Another one that I didn’t totally hate, but, just like the main character, it had so much wasted potential!
This movie, while beautiful, seemed a bit lacking in a few respects: the actual horror factor, the use of the foreshadowy notebook, and any kind of point. I ended up wondering why I even watched it when it taught me nothing, showed me nothing, didn’t inspire me, and didn’t even scare me.
Another Welcome to Blumhouse entry, this Prime Video special was directed by Zu Quirke and features some really beautiful piano playing, at least.
***SPOILERS INCOMING***
Pbbbbbbbbbbbbbbbtttttthhhhh. K. Nocturne delves into the tumultuous relationship of high school seniors and twins, Juliet (Sydney Sweeney) and Vivian (Madison Iseman), who aren’t related but look enough like twins because they are both lovely, young, blonde, white girls, like half of all movies that have ever been created! It’s not hard to find girls like that in acting, I’m sure, so casting non-twin look-alikes couldn’t have been too hard (the show Teenage Bounty Hunters did it too, even though one of those twins was brunette.)
Lack of diverse leads aside, the relationship between the sisters is fraught. they both go to a fancy music boarding school and play piano, but Juliet deals with severe anxiety, and regularly takes a medication that I don’t know if it was ever named. So, now we’ve got mental illness in the mix, too. Yay for typical horror!
Juliet looooves piano, apparently, and Vivian just sort of does it for fun, but when Vivian gets into Juliard and Juliet does not, everything starts to fall apart for the two of them. Of course, poor, sick, dedicated Juliet (who yells at her piano teacher that she’ll be a “statistical anomaly” when she turns eighteen soon, since most teenagers lose their virginity by seventeen; that whole scene was so forced and cringey) has nothing else but music in her life, while Vivian has Juliard, and a boyfriend, and the best piano tutor, and confidence, I guess.
But the underlying horror of this sad family is the events surrounding suicide of fellow student Moira (Ji Eun Hwang) that leaves an empty spot for the coveted senior recital. Juliet and Vivian both decide to go for the spot, naturally, and Juliet finds a notebook with strange drawings and backwards words and the last page torn out–and Moira’s name in the cover.
I had a lot of hope when this happened. the drawings are neat, nearly like medieval illuminations, and I was ready for some ghostly hauntings. That didn’t happen so much.

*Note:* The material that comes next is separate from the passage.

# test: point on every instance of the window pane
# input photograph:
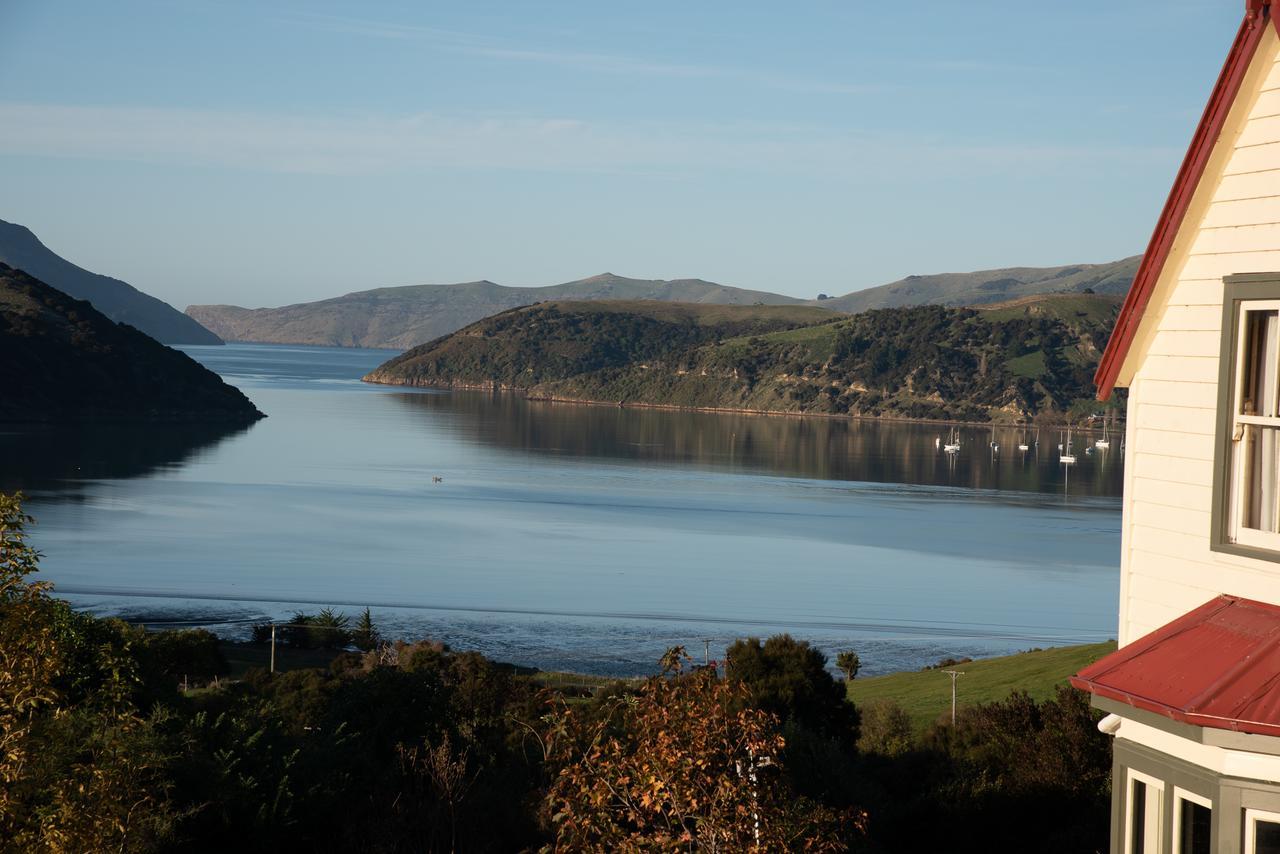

In the end, Juliet creates her own downfall in using the notebook to try and best Vivian. The pictures in the book are barely brought up until the end, and each one, while it depicts something that happens on Juliet’s path through the movie, aren’t very cool or mind-bending. There’s one point where, after Juliet tries to kiss her new tutor Henry (Ivan Shaw), her old tutor having been fired for slapping her, because she knew that Henry used to sleep with his other student, Vivian. Angry, Juliet throws his super cool piano trophy into his fireplace, and he yells at her to leave as he tries to get it out of the flames. That was one of the pictures in the book–a guy with a stick (the fireplace poker) and some flames, I think.
It just seemed to forced and anticlimactic when stuff like that happened. The notebook almost seems totally useless; we can see that each event involves Juliet trying to be like Vivian and failing, and that all leads up to Juliet not being able to stay on stage when she gets her chance to play at the recital due to Vivian’s broken arm. All the notebook does is totally spoil the final little bit of the film.
When Juliet walks off stage, she runs up to the roof (what schools have easy roof access in the US?) and walks to the edge, teetering in her flowing white dress–an image that she was inspired to draw in the notebook the night before.
But then it shows her looking at her hands on the piano, and the audience claps and cheers. She’s done it; she’s played the piece, and she’s happy. But then the scene changes to her bloody face, upside down and smiling, and we know that she has stepped off the roof.
My biggest question: why did no one hear/see her fall?! Juliet lands on a statue on campus, and people are literally walking by; someone was sitting just a few feet away; nobody notices. Sure, this could be a commentary on how she is never seen, not even in death, but only could achieve her goals in her imagination. But it was weird and totally took me out of the movie, not one of those moments where I could just suspend my disbelief.
And, for someone who deals with anxiety and stage fright and imposter syndrome, this movie didn’t make me feel very good. All I got from it is that hard work won’t help; medication won’t help; and being petty with your mean sister means you deserve nothing that you’ve ever wanted. Who wants to watch a movie like that, especially one that wasn’t even scary?
I was real disappointed in this. If the story line were different, I could have enjoyed the visuals and music more, but I was left feeling uneasy and unentertained.
I wish the ghost of Juliet the best, though. And Sweeney did a great job with soggy material, at least.